Toquei corneta até aos meus 15 anos, fase em que ouvi os Beatles. Por esta altura, uns amigos convidaram-me para tocar numa banda de rock. Eu seria o guitarrista! A minha abordagem era improvisar, mas deparei com um problema: o outro guitarrista fazia os acordes e eu senti que não existia a ligação entre os acordes e os meus solos. Demorou algum tempo até descobrir a forma de interligação musical entre as duas guitarras, embora naquela época sentisse que não era o caminho. O mais importante era tocar através do coração e dos sentimentos.
Durante uma tarde assisti na TV a um concerto do trio de Ornette Coleman no Golden Circle. Ornette tocou violino como um louco e deixou-me cheio de interrogações. Na altura, eu desconhecia-o totalmente. Mais tarde descobri a sua importância para a música, a sua convicção e intensidade eram fantásticas, era algo novo que produziu em mim uma enorme influência. Música integralmente baseada em emoções.
Ouvi também o quarteto de Gerry Mulligan com Art Farmer, o que me deixou completamente KO!
O saxofone tornou-se uma prioridade, mas os meus pais não me deixaram comprar um, porque eu não sabia tocar.
Decidi deixar a banda de rock onde estive durante dois anos, e comecei a estudar jazz. Peguei na corneta e desatei a praticar com os LPs de Miles, Cannonball, Coltrane, Monk, Dizzy, Ellington, Latteef.
Aos 21 anos comecei a tocar com uma banda de blues. A secção de metais era constituída por um trompete e um saxofone. Um dia o saxofonista desistiu e os outros membros da banda convidaram-me a sair, a não ser que quisesse tocar saxofone, o que aceitei de imediato.
HF – Como é que conheceste John Stevens?
FG – Conheci o John em 1978, durante um concerto em Londres. Conversámos um pouco e ele deu-me o seu número de telefone. Tinha lido várias entrevistas suas e senti alguma cumplicidade com as concepções musicais dele. No final de 1981, tinha uma sessão com o meu amigo e pianista Eivin One Pedersen, mas por alguma razão faltava-nos uma baterista. Foi então que me lembrei: porque não tentar tocar com um baterista autêntico? O primeiro nome que me veio à cabeça foi o de John Stevens. Telefonei-lhe e ele veio. Ensaiámos e tocámos, e eu senti-me tão livre e recebi tanta energia em tocar com o John, que tive alguma dificuldade em assentar no final do concerto. O John ficou em minha casa, falámos, bebemos durante toda a noite, ele tinha um sentido de humor ao qual eu não estava habituado, tinha sempre respostas engraçadas. Durante a conversa sugeriu-me o nome de Johnny Dyani, o seu contrabaixista favorito, para a formação de um quarteto. Fizemos a primeira digressão com o grupo Detail, já com o Jonnhy. Em Março de 1982, tocámos no Molde Festival, e no final do ano o pianista desistiu. Isto aconteceu no fim da digressão, na véspera da nossa primeira gravação.

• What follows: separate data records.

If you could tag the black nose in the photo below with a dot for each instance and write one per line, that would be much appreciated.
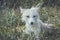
(31, 23)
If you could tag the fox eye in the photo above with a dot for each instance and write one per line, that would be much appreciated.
(34, 16)
(27, 16)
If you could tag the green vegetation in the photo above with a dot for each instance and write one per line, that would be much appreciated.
(11, 25)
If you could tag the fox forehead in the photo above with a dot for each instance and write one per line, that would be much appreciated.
(30, 12)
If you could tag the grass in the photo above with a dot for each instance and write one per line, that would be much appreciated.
(11, 25)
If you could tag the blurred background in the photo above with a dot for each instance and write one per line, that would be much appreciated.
(11, 25)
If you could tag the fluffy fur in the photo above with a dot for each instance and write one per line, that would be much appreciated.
(32, 16)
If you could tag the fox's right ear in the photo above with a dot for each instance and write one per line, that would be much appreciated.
(22, 10)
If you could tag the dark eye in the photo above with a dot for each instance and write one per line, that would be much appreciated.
(34, 16)
(27, 16)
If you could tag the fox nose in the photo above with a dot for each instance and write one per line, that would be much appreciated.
(31, 23)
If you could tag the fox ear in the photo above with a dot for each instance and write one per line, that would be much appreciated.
(22, 10)
(38, 6)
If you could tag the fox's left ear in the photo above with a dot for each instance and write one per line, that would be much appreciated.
(22, 10)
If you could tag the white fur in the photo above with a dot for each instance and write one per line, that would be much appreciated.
(37, 23)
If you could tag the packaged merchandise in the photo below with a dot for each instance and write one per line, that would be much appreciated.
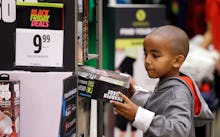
(9, 107)
(68, 115)
(102, 84)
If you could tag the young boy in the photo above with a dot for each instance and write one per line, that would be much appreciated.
(169, 110)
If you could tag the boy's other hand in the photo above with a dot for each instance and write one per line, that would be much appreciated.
(127, 109)
(131, 91)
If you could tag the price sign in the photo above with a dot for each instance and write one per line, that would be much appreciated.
(37, 47)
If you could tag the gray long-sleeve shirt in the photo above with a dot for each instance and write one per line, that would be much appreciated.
(168, 112)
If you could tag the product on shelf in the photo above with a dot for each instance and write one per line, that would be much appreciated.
(68, 115)
(10, 107)
(102, 84)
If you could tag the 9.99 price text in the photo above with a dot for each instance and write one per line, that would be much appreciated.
(40, 42)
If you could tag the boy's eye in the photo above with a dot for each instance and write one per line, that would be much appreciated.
(155, 55)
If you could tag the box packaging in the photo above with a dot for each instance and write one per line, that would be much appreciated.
(10, 107)
(68, 115)
(102, 84)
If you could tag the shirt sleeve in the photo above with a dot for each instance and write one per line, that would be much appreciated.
(143, 119)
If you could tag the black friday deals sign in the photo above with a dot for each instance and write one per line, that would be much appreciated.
(39, 34)
(7, 33)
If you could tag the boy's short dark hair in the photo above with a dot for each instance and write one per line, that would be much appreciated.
(179, 41)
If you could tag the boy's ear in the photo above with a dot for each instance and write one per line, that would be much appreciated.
(178, 61)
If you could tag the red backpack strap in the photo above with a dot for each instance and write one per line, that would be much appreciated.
(197, 102)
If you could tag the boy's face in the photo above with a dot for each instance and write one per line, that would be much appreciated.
(159, 60)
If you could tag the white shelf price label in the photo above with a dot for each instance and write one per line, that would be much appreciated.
(36, 47)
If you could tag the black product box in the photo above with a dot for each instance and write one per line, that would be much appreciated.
(101, 84)
(10, 107)
(68, 115)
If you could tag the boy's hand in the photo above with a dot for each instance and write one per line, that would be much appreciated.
(127, 109)
(131, 91)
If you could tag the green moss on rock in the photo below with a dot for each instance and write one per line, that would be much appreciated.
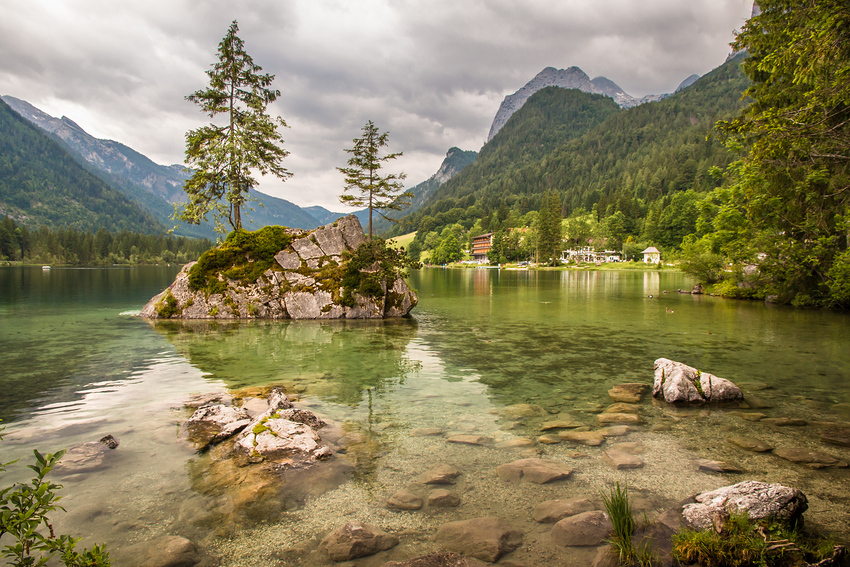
(244, 256)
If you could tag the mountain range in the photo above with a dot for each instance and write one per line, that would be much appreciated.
(572, 78)
(156, 188)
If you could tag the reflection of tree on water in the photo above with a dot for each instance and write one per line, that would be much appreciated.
(333, 360)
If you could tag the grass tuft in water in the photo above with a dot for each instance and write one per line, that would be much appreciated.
(619, 509)
(743, 543)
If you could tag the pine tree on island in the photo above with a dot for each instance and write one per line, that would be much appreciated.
(222, 157)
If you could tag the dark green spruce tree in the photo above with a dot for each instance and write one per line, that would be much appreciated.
(363, 178)
(793, 183)
(223, 156)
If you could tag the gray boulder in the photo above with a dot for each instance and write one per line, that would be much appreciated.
(438, 560)
(165, 551)
(538, 471)
(356, 539)
(214, 423)
(304, 282)
(86, 457)
(679, 383)
(486, 538)
(405, 500)
(758, 499)
(551, 511)
(581, 530)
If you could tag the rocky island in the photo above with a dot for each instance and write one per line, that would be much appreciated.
(333, 272)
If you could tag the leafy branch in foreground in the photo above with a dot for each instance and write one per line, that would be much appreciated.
(619, 509)
(24, 510)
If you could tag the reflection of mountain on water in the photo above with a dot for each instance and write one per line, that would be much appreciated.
(334, 360)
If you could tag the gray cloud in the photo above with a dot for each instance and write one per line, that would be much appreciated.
(432, 73)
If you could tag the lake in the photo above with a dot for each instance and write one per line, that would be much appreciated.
(492, 353)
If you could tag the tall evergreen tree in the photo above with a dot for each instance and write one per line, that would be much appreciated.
(379, 193)
(795, 174)
(223, 156)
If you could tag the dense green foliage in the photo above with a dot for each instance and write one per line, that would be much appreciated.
(25, 508)
(78, 248)
(743, 543)
(374, 264)
(243, 256)
(456, 161)
(782, 222)
(223, 157)
(363, 178)
(549, 237)
(41, 184)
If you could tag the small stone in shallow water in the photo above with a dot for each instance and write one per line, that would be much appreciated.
(836, 436)
(707, 465)
(585, 529)
(443, 474)
(442, 498)
(538, 471)
(627, 393)
(615, 430)
(622, 407)
(552, 511)
(592, 438)
(356, 539)
(753, 416)
(633, 448)
(465, 439)
(404, 500)
(515, 443)
(631, 418)
(809, 457)
(749, 443)
(785, 422)
(426, 432)
(486, 538)
(621, 460)
(559, 424)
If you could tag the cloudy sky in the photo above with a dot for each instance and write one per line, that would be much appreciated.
(432, 73)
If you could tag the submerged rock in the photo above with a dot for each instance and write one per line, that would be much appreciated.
(679, 383)
(86, 457)
(356, 539)
(809, 457)
(581, 530)
(538, 471)
(304, 280)
(749, 443)
(438, 560)
(758, 499)
(405, 500)
(486, 538)
(165, 551)
(552, 511)
(212, 424)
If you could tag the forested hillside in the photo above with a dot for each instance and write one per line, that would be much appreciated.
(41, 184)
(596, 157)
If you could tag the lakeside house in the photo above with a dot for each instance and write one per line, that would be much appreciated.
(590, 255)
(481, 245)
(651, 255)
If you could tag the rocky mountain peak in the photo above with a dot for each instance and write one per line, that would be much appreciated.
(571, 78)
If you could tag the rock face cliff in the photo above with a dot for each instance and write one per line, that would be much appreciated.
(572, 78)
(285, 273)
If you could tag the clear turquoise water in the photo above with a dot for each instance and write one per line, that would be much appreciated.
(77, 365)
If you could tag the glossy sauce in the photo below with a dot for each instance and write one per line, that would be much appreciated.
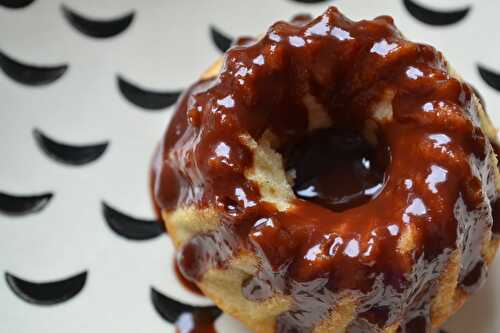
(191, 286)
(356, 202)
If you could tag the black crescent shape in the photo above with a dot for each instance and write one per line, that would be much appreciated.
(28, 74)
(23, 205)
(222, 41)
(490, 77)
(130, 227)
(434, 17)
(46, 293)
(170, 309)
(147, 99)
(97, 28)
(15, 4)
(69, 154)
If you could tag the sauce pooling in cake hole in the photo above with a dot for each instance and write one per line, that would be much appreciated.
(388, 246)
(336, 168)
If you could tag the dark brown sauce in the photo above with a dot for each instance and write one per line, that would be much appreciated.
(340, 239)
(337, 169)
(192, 287)
(496, 203)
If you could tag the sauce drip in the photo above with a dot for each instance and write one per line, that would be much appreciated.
(385, 232)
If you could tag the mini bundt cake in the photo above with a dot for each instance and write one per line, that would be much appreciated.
(331, 176)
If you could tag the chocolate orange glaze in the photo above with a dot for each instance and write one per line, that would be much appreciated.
(382, 145)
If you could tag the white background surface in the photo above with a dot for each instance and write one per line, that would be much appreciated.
(166, 47)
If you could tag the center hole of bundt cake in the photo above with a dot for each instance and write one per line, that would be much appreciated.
(336, 168)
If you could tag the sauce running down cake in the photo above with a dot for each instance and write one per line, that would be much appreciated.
(331, 176)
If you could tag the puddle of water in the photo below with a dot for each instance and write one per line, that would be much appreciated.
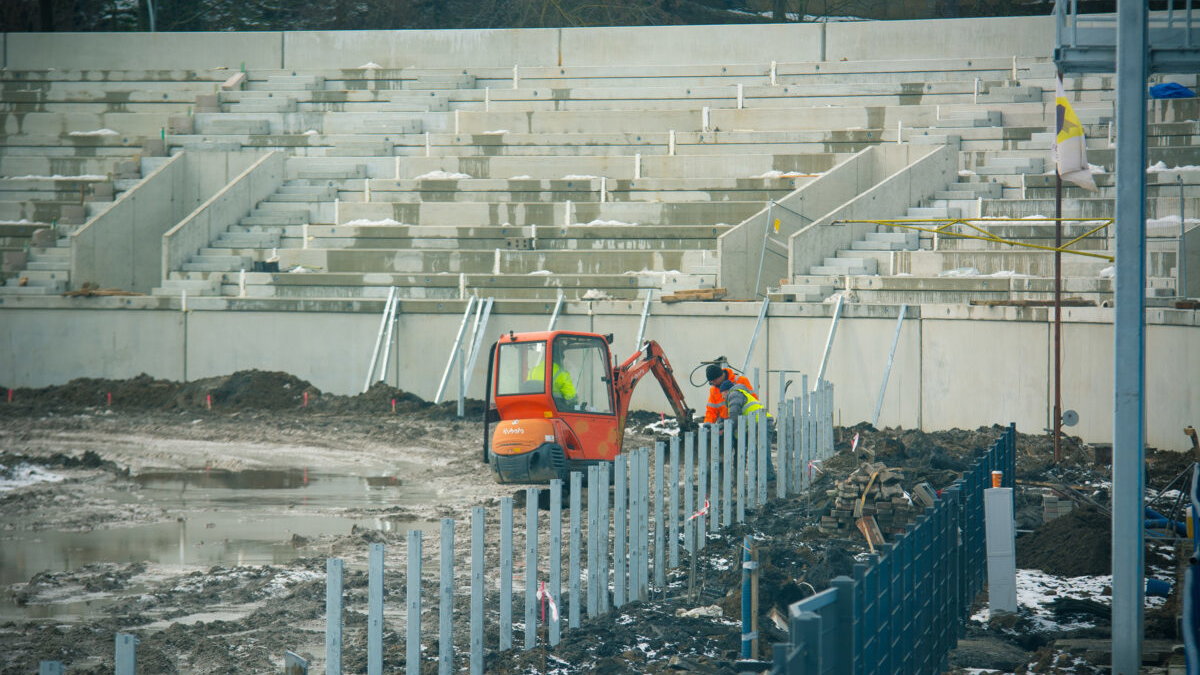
(223, 518)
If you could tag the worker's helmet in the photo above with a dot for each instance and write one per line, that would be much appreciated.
(713, 371)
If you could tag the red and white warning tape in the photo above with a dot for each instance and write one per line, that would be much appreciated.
(545, 597)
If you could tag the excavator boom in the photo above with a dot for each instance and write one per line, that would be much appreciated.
(649, 358)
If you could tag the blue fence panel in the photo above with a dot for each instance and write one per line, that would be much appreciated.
(903, 610)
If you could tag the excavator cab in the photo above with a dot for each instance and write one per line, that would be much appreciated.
(553, 402)
(558, 402)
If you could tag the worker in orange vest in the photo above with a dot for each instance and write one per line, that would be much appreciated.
(717, 410)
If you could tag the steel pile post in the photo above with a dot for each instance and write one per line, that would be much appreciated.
(126, 653)
(763, 455)
(783, 422)
(701, 489)
(532, 567)
(293, 664)
(593, 541)
(413, 602)
(573, 617)
(643, 530)
(375, 609)
(727, 476)
(445, 607)
(741, 472)
(714, 483)
(334, 616)
(689, 446)
(605, 538)
(505, 573)
(556, 555)
(673, 506)
(622, 500)
(751, 461)
(660, 575)
(478, 526)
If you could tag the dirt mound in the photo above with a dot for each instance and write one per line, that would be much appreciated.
(1077, 544)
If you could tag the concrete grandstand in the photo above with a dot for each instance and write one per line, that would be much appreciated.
(264, 192)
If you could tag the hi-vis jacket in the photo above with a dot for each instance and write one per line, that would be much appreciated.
(742, 401)
(717, 408)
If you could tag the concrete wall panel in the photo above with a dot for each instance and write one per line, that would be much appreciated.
(43, 347)
(691, 45)
(420, 48)
(942, 39)
(949, 372)
(143, 51)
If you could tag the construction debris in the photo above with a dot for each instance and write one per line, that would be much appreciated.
(873, 501)
(696, 294)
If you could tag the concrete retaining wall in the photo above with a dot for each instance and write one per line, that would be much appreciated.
(647, 46)
(955, 365)
(221, 210)
(123, 246)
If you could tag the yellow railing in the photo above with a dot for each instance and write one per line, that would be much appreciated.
(979, 232)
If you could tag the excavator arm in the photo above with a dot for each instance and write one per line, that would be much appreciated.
(649, 359)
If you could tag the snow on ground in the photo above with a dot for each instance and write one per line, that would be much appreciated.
(1036, 591)
(442, 175)
(370, 222)
(23, 475)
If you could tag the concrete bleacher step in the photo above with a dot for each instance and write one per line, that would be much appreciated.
(887, 242)
(1011, 166)
(845, 264)
(1012, 94)
(966, 119)
(271, 105)
(192, 286)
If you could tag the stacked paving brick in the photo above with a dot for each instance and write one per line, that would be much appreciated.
(886, 500)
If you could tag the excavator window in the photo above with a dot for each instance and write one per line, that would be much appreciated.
(581, 377)
(520, 369)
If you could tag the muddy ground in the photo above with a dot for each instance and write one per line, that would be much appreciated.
(89, 469)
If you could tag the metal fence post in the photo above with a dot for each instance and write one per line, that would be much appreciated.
(505, 573)
(126, 653)
(846, 617)
(621, 501)
(334, 616)
(593, 541)
(714, 483)
(741, 472)
(763, 452)
(573, 616)
(532, 495)
(605, 538)
(701, 489)
(293, 664)
(556, 555)
(689, 448)
(660, 574)
(413, 601)
(751, 463)
(673, 508)
(375, 609)
(781, 444)
(478, 526)
(445, 609)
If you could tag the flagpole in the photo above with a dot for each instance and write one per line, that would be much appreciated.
(1057, 317)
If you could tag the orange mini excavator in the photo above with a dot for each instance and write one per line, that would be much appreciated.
(552, 420)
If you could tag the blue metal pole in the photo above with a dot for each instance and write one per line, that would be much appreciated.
(1129, 341)
(747, 611)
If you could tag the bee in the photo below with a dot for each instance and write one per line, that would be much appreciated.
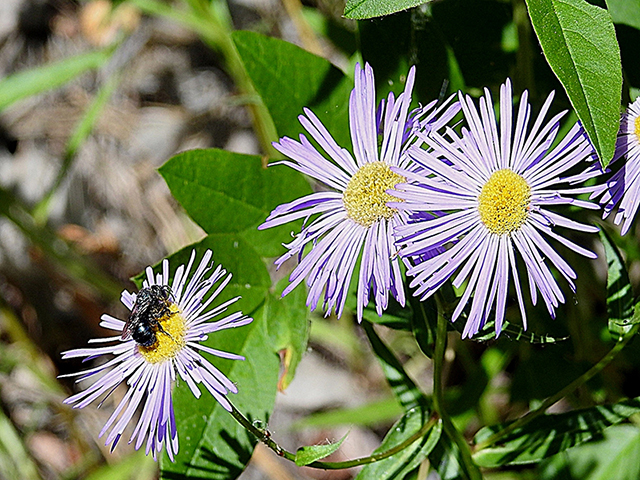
(152, 303)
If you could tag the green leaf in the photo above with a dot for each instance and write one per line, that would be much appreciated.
(547, 435)
(446, 460)
(615, 455)
(48, 77)
(288, 325)
(312, 453)
(405, 390)
(363, 9)
(399, 465)
(212, 444)
(619, 291)
(227, 192)
(625, 11)
(579, 42)
(288, 78)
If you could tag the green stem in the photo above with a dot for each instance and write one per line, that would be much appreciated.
(214, 27)
(582, 379)
(265, 437)
(452, 432)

Quando fomos para estúdio senti-me mais livre, a ausência do piano tornou-se um alívio para mim. O primeiro disco que gravamos foi Backwards and Forwards, para a label Impetus. A DownBeat deu-lhe 4 estrelas, o que foi bom para uma estreia discográfica. Mais tarde editámos, também na Impetus, o último concerto do trio com o Johnny Dyani, gravado em Oslo com o nome Ness. Alguns meses antes da morte de Dyani, em 1986, fizemos uma digressão em Inglaterra com o trompetista Bobby Bradford. Durante este período o trio contou com a colaboração de músicos importantes: Paul Rutheford, Barry Guy, Dudu Pukwana, Evan Parker, Harry Beckett, etc. Desta forma, e através do John, consegui conhecer músicos incríveis e absorver muito da sua capacidade como músico. Ficámos grandes amigos.
HF – Achas que o John Stevens foi importante para o teu desenvolvimento como músico criativo?
FG – Acho que o John plantou em mim uma semente que continua a crescer. Ele era um homem generoso e não tinha problemas em transmitir todos os seus conceitos. Muitos músicos guardam segredos para eles próprios; o John partilhava, não era nada académico, possuía uma forma muito humana de ver a música. A maior parte da minha música é baseada na colaboração que tive com o John, embora nos dias de hoje isso já não seja assim tão óbvio. Mas eu continuo a sentir a sua presença – foram 13 anos de colaboração que perdurarão para sempre na minha memória. Por outro lado, John apresentou-me a muitos músicos ingleses, com os quais tive o privilégio de tocar.
HF – Qual é a tua opinião sobre os improvisadores britânicos?
FG – Tive a oportunidade de contactar com eles através do John, mas penso que a minha forma de tocar foi pouco influenciada pela cena britânica. A abordagem do John no Detail era muito diferente do que ele fazia com o Spontaneous Music Ensemble, qualquer coisa entre o jazz e o free. Este é um dos problemas da actualidade, porque a minha música é demasiado jazz para as pessoas que estão mais relacionadas com a música improvisada, e demasiado improvisada para as pessoas que estão mais ligadas ao jazz.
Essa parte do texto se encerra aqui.